Não é o caso de Maria e Alejandro, que escolheram a alternância no seio do lar. Esses espanhóis de trinta anos, sem filhos, vivem na casa um de cada vez até venderem o imóvel. “Durante dois meses, eu volto para a casa dos meus pais e ele fica com o apartamento. Depois, fazemos o contrário. É necessária uma boa logística, mas, ao menos, dessa forma, não brigamos”, diz Maria.
O número de separações oficiais diminuiu desde o início da crise. Entre janeiro e setembro de 2011, o conselho geral do poder judiciário registrou 85.346 divórcios, ou 2,8% menos que em 2010. Para Alberto Rubio, advogado do SeparacionesOnline.com, não há dúvida de que o fardo do pagamento imobiliário seja responsável pelo recuo no número de divórcios: “Antes de se separar, é necessário que o casal consiga convencer o banco a achar uma solução financeira, o que se tornou uma ‘missão impossível’”.
Para a maioria dos casais, a coabitação forçada é um suplício. Javier, 34 anos, e Charo, 35 (os nomes foram mudados), moram há cinco anos em um apartamento de um dos novos bairros luxuosos de Pamplona que brotaram como cogumelos nos anos da loucura imobiliária.
Eles investiram nesse bem todo o dinheiro que tinham economizado durante seu longo noivado (de dez anos), quando cada um morava com os pais, com casa, comida e roupa lavada de graça. Como faz a maior parte dos jovens espanhóis. E levantaram um empréstimo, por 25 anos, de € 1.400 mensais.
“O banco foi irresponsável ao nos conceder esse empréstimo”, reconhece Javier, funcionário regional. Charo trabalha em casas noturnas, que sofreram violentamente com a crise econômica. Há três anos, depois do nascimento do filho, Charo apaixonou-se por outro homem. O clima na casa degenerou-se rapidamente e a jovem decidiu mudar para a casa dos pais com o filho.
“Não suportei ficar no meu quarto de criança, com a minha mãe choramingando o dia todo por causa do meu casamento destroçado por minha culpa”, diz Charo. “Soube que Javier morava na nossa casa com uma garota enquanto eu pagava metade das contas e ele não dava nada para a criança. Voltei para a casa ignorando o conselho dos meus pais. Foi o começo da guerra. E nós éramos as duas pessoas que se entendiam melhor no mundo.”
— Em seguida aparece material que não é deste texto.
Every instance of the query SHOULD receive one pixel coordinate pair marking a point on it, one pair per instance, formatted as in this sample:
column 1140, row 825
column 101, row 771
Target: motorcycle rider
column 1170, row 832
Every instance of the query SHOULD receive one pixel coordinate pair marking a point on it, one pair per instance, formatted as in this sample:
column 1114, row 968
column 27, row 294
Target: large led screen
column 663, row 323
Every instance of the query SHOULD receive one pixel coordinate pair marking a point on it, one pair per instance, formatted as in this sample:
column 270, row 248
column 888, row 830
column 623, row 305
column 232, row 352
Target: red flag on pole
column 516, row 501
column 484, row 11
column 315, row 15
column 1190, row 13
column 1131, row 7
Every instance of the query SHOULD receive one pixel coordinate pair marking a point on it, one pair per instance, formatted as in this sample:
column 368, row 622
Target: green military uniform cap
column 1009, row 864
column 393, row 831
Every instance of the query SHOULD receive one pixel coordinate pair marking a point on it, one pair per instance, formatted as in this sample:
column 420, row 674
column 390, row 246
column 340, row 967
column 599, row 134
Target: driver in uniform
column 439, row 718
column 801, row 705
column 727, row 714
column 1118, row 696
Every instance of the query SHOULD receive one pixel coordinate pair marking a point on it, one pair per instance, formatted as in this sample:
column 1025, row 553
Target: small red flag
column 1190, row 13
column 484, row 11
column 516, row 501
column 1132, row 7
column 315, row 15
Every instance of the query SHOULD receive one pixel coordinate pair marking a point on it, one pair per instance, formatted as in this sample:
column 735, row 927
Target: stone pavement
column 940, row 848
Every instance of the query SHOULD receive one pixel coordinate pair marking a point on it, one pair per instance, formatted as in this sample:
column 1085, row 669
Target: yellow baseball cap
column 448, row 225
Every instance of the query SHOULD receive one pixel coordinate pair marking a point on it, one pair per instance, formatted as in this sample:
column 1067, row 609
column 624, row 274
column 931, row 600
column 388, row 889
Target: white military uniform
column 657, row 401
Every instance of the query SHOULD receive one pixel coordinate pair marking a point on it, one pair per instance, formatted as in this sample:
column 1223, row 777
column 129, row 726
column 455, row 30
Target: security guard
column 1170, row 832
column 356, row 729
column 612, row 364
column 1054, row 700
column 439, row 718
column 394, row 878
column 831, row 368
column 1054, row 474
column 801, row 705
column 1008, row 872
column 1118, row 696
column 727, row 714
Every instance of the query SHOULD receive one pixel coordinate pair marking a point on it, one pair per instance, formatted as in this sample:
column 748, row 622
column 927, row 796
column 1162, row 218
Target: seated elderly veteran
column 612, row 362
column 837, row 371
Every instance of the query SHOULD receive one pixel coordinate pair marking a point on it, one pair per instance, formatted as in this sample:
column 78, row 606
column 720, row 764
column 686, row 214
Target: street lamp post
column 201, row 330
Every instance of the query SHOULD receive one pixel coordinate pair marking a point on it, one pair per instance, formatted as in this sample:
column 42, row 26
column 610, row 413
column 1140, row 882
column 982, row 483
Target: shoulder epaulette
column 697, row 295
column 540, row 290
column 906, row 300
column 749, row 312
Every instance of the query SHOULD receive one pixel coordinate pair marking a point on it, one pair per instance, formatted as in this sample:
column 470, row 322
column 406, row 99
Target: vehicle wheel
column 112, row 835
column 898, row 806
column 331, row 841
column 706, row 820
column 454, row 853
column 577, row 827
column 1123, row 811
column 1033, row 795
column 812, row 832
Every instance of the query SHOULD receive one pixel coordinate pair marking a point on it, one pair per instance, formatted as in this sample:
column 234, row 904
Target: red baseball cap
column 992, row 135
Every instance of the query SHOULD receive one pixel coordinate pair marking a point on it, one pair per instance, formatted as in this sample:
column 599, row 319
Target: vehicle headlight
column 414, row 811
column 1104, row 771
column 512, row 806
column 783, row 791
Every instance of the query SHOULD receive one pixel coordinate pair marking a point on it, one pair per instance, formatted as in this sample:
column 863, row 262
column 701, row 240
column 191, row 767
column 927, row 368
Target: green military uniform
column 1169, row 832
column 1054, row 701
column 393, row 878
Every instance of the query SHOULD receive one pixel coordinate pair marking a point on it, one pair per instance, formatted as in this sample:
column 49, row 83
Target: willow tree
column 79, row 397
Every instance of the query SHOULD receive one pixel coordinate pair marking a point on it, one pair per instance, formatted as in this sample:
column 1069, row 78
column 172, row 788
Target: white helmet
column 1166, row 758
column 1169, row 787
Eles não podem vender o apartamento — há milhares de imóveis iguais ao deles que não encontram compradores — e, como não conseguiram organizar a liquidação de seus bens comuns diante de um tabelião, não podem se divorciar.
Esse casal antes feliz, inteligente, cercado de vários amigos, não se fala sem ter um intermediário. Os dois reconhecem que o contrato material não poderá justificar indefinidamente esse inferno. O novo amor de Charo não aguenta mais que ela more com o pai de seu filho.
O psicólogo Rodrigo Martinez de Ubago afirma que, em alguns casos, a coabitação forçada permite reconciliações inesperadas: “Tive alguns casos de pacientes que reencontraram a chama do início do namoro ao verem o outro apenas como um colega de casa.”
É a esperança proclamada pelos pais de Javier e Charo, que não entendem “que eles não façam esforço” para que tudo volte ao normal.